W jednym ze spotkań gościł Dmytro Kułeba – minister spraw zagranicznych Ukrainy, z którym rozmawiał Radosław Sikorski czyli szef polskiego MSZ. Po rozmowie obydwu polityków na temat bieżących spraw, przyszedł czas na pytania od publiczności. Jedno z nich dotyczyło rzezi wołyńskiej.
Zbrodnia wołyńska ekshumacja
Zastanawiam się, jak będziemy sobie radzić z trudnościami historycznymi…
– zaczęła młoda kobieta i zapytała:
Kiedy Polska będzie mogła przeprowadzić ekshumację ofiar mordu wołyńskiego?

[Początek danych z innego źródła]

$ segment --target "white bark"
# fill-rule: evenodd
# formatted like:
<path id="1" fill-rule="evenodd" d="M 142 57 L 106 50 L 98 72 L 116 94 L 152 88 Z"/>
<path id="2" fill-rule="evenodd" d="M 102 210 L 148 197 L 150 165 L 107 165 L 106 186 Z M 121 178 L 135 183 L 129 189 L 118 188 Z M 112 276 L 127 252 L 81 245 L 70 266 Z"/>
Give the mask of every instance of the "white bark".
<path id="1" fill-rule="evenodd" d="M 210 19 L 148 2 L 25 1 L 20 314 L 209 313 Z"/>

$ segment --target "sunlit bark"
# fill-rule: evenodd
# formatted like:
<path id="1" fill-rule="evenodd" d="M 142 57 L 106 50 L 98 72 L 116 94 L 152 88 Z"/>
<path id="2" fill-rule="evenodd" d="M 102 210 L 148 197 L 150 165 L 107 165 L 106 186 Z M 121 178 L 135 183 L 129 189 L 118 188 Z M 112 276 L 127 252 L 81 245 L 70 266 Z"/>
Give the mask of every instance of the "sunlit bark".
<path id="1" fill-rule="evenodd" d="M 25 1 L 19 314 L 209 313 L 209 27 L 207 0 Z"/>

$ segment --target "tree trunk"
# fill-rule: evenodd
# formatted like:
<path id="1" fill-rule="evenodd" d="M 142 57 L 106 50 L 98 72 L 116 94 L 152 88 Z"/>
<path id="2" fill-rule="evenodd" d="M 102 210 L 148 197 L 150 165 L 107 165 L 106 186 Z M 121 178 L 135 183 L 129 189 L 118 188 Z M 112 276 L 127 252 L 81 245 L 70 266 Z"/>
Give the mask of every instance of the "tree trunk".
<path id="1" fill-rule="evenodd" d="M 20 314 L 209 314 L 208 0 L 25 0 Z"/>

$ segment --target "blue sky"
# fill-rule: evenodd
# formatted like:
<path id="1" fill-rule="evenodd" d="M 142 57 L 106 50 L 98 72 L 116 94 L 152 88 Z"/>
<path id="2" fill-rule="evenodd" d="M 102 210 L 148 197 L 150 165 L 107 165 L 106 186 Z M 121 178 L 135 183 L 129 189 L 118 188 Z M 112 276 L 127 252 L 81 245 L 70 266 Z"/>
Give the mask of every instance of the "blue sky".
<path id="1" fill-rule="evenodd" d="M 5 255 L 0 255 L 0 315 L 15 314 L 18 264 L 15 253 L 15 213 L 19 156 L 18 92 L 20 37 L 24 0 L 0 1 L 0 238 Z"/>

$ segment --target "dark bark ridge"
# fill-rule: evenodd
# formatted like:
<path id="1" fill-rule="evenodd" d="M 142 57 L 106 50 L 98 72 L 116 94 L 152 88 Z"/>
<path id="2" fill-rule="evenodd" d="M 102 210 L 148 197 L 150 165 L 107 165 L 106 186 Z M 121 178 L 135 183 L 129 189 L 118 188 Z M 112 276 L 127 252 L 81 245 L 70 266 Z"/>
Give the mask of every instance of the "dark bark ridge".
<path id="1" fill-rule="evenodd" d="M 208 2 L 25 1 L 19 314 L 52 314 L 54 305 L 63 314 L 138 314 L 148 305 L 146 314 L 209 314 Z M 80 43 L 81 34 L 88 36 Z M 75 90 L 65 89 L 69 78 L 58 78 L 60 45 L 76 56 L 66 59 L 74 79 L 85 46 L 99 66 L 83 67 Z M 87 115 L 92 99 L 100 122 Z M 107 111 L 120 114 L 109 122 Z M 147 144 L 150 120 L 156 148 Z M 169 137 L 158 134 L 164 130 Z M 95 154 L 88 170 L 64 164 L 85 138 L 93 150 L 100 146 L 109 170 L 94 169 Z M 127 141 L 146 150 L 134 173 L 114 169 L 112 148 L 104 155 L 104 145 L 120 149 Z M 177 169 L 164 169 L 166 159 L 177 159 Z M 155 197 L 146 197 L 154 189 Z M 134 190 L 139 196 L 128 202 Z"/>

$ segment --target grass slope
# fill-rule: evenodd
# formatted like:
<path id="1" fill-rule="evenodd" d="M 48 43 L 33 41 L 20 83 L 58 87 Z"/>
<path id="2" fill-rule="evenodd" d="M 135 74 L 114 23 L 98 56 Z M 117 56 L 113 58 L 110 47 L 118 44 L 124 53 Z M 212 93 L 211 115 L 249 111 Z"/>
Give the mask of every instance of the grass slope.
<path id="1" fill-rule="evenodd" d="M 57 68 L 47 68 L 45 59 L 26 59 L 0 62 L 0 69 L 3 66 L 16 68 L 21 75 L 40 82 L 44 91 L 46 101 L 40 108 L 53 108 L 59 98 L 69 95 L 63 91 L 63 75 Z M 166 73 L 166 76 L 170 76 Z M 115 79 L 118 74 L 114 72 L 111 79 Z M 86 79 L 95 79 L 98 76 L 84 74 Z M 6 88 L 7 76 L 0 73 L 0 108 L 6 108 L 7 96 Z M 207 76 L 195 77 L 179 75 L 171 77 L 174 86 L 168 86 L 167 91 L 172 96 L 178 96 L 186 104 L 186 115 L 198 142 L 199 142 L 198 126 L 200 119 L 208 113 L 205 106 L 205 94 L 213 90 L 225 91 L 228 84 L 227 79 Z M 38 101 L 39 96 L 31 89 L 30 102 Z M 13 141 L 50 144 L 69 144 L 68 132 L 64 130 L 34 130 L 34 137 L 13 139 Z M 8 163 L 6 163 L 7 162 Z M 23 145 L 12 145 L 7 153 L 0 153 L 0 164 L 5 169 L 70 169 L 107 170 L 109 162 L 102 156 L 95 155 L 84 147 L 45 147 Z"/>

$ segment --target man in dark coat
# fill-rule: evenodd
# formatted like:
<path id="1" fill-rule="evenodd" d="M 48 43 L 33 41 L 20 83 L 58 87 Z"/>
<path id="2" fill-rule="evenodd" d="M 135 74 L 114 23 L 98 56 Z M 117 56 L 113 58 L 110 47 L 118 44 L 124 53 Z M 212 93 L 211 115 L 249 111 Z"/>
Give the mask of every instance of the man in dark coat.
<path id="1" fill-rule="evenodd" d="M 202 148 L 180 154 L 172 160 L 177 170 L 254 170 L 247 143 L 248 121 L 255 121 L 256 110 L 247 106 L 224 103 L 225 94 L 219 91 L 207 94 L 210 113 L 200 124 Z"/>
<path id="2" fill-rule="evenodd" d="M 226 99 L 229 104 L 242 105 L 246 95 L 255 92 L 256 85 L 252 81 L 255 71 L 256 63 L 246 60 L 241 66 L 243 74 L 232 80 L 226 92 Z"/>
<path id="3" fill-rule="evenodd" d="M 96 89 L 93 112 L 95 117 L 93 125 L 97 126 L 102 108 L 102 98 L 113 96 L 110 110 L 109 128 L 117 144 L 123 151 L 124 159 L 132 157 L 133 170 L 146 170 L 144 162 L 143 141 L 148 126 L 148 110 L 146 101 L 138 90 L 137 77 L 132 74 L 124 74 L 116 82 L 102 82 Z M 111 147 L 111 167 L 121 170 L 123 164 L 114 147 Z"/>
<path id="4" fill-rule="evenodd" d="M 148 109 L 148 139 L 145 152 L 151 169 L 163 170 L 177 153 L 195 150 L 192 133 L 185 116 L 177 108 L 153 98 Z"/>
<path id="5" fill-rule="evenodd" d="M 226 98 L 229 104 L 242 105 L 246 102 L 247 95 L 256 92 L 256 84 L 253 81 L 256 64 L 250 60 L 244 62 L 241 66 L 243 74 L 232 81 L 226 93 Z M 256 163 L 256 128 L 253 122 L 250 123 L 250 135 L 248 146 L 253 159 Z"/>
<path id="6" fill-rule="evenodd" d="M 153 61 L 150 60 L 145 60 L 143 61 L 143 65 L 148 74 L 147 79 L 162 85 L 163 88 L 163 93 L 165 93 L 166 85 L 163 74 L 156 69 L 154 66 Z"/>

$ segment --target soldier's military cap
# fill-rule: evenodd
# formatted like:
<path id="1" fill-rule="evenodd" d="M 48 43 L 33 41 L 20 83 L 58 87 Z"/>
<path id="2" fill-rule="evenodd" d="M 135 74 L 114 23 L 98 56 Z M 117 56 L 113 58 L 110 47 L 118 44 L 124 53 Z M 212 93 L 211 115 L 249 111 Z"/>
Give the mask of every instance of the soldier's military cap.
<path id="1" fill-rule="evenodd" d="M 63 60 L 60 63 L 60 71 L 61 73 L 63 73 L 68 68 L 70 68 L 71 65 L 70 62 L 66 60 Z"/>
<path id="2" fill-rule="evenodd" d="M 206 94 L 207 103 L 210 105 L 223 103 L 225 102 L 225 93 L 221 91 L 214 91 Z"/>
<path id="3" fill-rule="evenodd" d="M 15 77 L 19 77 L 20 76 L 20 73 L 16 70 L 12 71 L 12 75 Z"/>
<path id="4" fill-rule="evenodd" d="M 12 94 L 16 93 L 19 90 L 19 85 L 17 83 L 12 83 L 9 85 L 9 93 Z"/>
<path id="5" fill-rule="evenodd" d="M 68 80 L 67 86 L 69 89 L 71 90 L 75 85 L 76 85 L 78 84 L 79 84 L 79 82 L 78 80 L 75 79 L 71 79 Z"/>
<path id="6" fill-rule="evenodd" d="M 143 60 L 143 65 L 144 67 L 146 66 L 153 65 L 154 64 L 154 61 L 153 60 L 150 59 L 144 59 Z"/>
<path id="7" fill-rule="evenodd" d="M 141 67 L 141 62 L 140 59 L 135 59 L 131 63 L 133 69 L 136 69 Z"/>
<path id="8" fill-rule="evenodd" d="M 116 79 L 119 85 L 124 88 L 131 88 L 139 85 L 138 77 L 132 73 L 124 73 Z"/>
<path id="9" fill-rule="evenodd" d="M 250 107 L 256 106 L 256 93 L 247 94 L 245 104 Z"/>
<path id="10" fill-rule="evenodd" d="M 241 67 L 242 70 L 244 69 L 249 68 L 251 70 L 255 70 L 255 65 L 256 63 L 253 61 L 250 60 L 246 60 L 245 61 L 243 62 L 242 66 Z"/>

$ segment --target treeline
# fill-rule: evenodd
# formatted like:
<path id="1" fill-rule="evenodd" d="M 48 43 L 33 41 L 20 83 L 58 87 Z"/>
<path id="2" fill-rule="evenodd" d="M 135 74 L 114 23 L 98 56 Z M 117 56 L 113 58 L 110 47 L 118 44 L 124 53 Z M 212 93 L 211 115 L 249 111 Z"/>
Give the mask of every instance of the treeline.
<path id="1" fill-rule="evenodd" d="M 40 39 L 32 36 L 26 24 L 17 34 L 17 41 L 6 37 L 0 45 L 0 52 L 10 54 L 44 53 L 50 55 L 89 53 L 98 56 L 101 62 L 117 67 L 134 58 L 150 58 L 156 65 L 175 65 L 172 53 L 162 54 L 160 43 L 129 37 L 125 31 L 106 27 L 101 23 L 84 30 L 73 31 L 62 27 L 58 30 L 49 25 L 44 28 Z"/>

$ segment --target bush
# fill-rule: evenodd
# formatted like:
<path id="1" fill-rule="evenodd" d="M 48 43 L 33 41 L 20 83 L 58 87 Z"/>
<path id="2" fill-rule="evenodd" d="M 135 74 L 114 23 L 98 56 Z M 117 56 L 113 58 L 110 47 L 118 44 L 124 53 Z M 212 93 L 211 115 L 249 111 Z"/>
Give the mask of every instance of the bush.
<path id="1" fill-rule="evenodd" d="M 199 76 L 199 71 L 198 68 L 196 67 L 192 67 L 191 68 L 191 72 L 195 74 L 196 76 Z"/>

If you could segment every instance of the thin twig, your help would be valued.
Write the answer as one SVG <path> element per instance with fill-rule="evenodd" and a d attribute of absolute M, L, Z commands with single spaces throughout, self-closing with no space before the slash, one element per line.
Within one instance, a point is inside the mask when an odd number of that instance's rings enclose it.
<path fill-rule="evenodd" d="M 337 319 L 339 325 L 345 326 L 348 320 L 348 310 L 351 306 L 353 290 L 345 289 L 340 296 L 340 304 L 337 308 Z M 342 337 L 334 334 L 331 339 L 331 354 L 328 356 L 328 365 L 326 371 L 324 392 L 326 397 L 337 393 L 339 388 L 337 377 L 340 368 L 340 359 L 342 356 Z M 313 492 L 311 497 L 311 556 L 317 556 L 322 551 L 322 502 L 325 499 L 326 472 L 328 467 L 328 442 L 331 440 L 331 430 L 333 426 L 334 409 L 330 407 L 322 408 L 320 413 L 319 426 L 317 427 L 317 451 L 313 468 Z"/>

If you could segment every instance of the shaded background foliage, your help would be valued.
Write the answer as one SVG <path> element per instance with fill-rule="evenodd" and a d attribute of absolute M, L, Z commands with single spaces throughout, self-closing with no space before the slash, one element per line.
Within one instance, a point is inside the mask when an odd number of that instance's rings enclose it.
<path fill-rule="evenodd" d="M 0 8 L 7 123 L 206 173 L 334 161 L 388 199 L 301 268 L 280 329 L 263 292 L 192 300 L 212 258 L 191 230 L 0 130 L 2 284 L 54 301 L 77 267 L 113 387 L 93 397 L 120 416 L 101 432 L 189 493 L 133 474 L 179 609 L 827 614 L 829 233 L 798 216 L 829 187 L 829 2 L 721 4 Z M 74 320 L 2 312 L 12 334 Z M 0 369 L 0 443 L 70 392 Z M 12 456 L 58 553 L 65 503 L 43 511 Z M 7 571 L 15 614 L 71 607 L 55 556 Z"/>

Rzeź wołyńska to ludobójstwo dokonane przez nacjonalistów ukraińskich w czasie II wojny światowej. Różne szacunki mówią o od 50-50 tysięcy ofiar nawet do 120 tysięcy zamordowanych Polaków z ludności cywilnej.
W odpowiedzi na ten mord, w latach 1947–1950 władze Polski Ludowej przeprowadziły akcję „Wisła”. Polegała ona na rozbiciu nacjonalistycznych organizacji odpowiedzialnych za zbrodnię wołyńską. I tak „rozbito siły UPA w liczbie 1500 ludzi (17 sotni), oraz uwięziono 2900 aktywnych lub domniemanych członków OUN (np. w obozie pracy w Jaworznie), a wysiedlenia objęły ponad 140 tysięcy osób cywilnych” [Wikipedia]
Dmytro Kułeba odpowiadając na pytanie uczestniczki Campusu, odbił piłeczkę i wypomniał akcję „Wisła”:
Jesteśmy w Olsztynie (…) czy zdaje sobie Pani sprawę z operacji „Wisła”? i z roli Olsztyna w tej operacji?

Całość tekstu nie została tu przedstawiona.